Dr. Anderson studies the function of an important transporter molecule of the immune system. FcRn is an intracellular membrane glycoprotein heterodimer, largely intracellular, consisting of beta2-microglobulin and an alpha-chain of the nonclassical MHC1 family of molecules. A receptor for both albumin and IgG, it expresses independent high affinity binding sites for both ligands at acidic pH but not at physiologic pH.

FcRn has essentially three functions. Situated in acidic vesicles of virtually all cells of the body FcRn binds IgG and albumin that have been nonspecifically endocytosed, and exocytoses both molecules to the pH-neutral exterior of the cell so they can continue to circulate in the milieu of the tissue, diverting both molecules thereby from a degradative lysosomal fate. This specific salvaging process, driven by a pH gradient, causes both albumin and IgG to have uniquely lengthy half-lives and to show a uniquely inverse relationship between their serum concentration and half-life. The recycling process has extraordinary capacity. Had we failed to evolve an FcRn, we would require two livers the size of our existing liver to keep our albumin concentration normal, and we would need to biosynthesize four times more IgG than we do.

The second function is to transport both albumin and IgG back and forth across the microvascular endothelium of the body. Our studies indicate that a large fraction of the total flux of both ligands is due to the action of FcRn.

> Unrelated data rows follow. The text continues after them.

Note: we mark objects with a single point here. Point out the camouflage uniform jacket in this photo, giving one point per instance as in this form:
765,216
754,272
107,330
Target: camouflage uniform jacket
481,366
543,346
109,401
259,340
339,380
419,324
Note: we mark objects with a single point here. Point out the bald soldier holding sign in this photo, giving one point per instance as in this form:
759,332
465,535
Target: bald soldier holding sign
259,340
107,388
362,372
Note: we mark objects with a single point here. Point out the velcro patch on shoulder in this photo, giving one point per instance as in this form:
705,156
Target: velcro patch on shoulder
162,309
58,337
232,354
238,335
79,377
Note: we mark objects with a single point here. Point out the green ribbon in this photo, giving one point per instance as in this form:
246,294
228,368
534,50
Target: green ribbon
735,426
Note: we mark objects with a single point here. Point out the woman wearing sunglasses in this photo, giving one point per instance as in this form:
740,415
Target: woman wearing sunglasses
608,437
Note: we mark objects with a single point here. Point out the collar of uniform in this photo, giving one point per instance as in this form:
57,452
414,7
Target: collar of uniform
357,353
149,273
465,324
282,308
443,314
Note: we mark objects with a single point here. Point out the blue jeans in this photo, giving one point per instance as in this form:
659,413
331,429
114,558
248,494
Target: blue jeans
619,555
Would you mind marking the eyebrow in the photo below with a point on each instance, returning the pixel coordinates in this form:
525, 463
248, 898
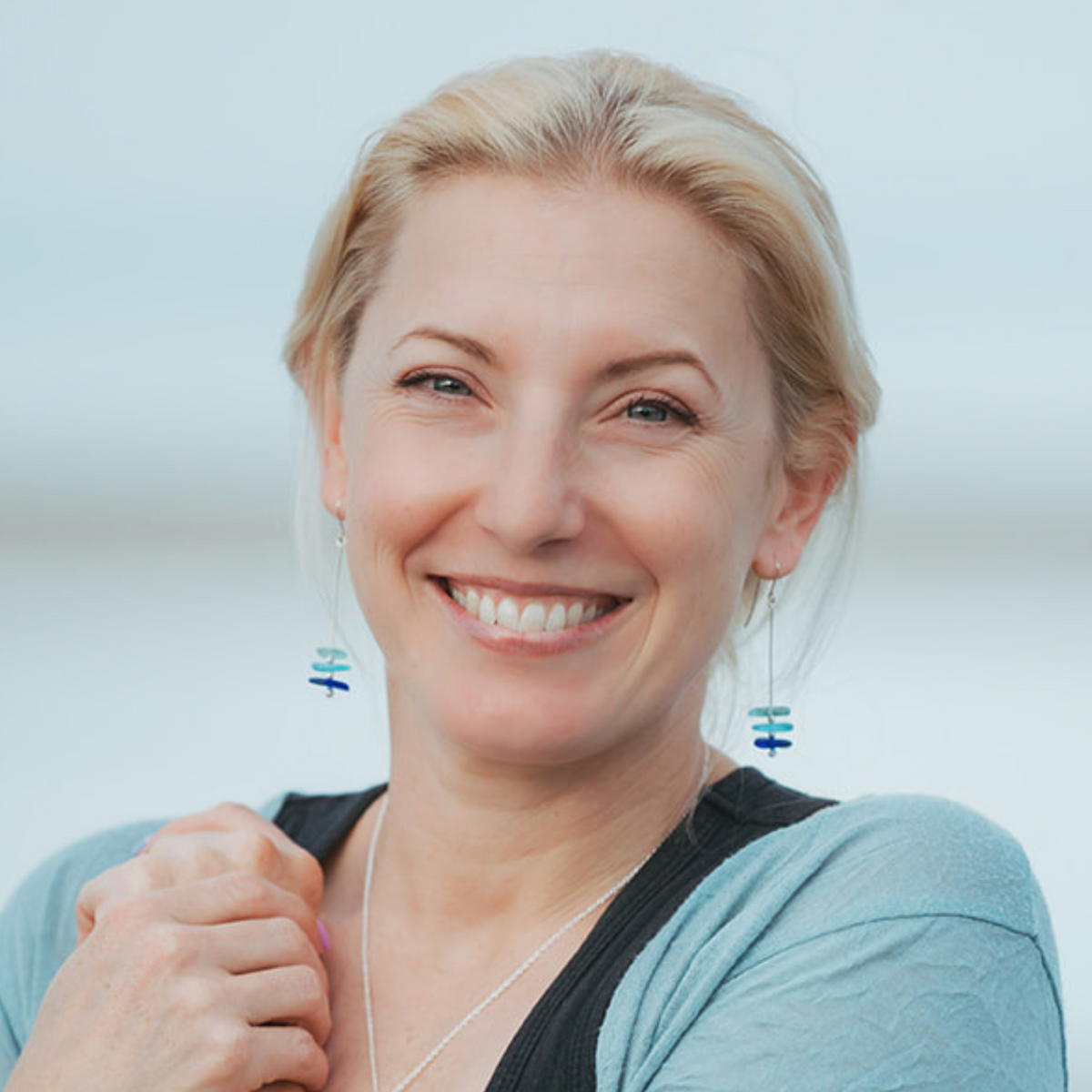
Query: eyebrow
616, 369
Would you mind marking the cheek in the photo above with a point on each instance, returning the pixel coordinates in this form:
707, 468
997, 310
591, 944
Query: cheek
694, 523
399, 491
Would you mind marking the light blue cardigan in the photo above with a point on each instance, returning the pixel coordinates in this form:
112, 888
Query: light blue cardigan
887, 944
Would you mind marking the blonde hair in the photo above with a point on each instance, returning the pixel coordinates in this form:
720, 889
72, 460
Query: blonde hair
606, 117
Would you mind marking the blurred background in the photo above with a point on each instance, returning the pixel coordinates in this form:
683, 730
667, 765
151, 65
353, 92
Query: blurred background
163, 168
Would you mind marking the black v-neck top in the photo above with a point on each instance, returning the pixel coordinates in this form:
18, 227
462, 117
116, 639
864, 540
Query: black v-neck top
554, 1051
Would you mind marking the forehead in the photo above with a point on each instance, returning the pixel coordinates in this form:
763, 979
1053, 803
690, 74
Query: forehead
500, 249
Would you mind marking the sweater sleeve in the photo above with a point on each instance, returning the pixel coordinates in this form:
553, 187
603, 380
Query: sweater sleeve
898, 944
38, 929
38, 926
910, 1004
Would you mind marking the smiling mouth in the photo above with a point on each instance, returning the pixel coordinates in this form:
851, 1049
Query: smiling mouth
529, 614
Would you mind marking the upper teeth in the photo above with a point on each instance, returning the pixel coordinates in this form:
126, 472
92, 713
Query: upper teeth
533, 618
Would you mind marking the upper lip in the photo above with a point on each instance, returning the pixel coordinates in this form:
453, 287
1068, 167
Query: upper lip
528, 590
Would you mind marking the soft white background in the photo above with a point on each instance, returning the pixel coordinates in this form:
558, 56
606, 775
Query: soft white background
162, 170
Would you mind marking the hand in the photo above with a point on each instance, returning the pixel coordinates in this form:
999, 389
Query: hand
228, 839
207, 986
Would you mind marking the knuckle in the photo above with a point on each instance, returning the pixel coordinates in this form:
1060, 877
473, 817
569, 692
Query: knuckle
164, 945
289, 937
228, 1051
126, 912
247, 894
310, 877
311, 987
259, 853
309, 1059
232, 814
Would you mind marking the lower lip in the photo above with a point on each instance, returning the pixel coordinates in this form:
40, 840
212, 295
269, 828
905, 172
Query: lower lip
543, 643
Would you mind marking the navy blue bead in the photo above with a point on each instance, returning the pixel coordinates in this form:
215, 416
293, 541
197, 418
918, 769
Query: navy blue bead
330, 682
773, 743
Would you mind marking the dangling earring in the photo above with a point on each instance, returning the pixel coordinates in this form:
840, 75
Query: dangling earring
332, 659
771, 727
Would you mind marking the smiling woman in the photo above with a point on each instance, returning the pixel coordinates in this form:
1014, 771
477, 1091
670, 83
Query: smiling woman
581, 353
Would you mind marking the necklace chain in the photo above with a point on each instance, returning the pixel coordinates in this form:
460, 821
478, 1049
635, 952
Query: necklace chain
490, 998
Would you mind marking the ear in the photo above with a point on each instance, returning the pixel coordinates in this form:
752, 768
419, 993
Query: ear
800, 502
334, 464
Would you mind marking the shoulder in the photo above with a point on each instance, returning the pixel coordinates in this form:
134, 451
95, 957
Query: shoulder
902, 938
38, 928
893, 856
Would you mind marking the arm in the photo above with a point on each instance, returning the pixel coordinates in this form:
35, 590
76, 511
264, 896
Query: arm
178, 938
922, 1004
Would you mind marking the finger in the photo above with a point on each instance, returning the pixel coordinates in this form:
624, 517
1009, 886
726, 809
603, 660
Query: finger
288, 1055
234, 896
287, 995
234, 835
246, 947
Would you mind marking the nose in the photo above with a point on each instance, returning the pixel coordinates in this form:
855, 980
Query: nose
531, 497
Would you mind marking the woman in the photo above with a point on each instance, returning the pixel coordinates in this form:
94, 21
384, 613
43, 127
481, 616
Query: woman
581, 354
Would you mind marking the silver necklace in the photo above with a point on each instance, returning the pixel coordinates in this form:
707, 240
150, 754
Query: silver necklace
511, 981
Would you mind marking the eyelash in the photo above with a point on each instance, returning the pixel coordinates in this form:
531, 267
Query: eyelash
425, 378
429, 379
675, 410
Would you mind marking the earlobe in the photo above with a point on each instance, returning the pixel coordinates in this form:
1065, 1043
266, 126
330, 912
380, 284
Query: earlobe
334, 465
782, 545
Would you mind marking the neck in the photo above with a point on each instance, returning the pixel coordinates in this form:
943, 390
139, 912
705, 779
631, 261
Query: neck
469, 844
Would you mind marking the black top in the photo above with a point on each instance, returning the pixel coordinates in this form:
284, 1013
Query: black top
554, 1051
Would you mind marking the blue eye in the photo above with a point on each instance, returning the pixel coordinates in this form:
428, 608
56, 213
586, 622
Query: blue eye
658, 412
438, 383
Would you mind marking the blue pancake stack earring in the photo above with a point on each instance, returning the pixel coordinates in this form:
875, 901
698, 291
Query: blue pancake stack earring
771, 726
332, 662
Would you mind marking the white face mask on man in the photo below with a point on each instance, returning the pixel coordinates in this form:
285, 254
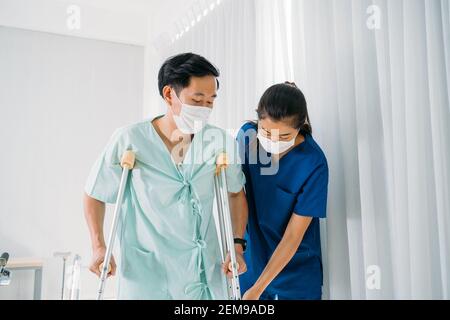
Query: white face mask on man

Third, FcRn is the molecule responsible for the transport of IgG from maternal circulation to the circulation of the immunologically immature offspring, providing the fetus and newborn with mother’s full complement of protective IgG antibodies. Of the two cell layers that separate mother from young, the first expresses FcRn. How IgG crosses the second layer is not known although we have found a second FcR expressed in this layer, FcγRIIb2, a member of the family of classical FcγR, completely different from FcRn. Whether FcγRIIb2 transports IgG we are studying. Whether and how albumin might traverse from mother to young is also an exciting rekindled question.

Focusing on these fundamental questions, Dr. Anderson’s lab utilizes all necessary resources and methods from the disciplines of immunology, cell and molecular biology, and biochemistry.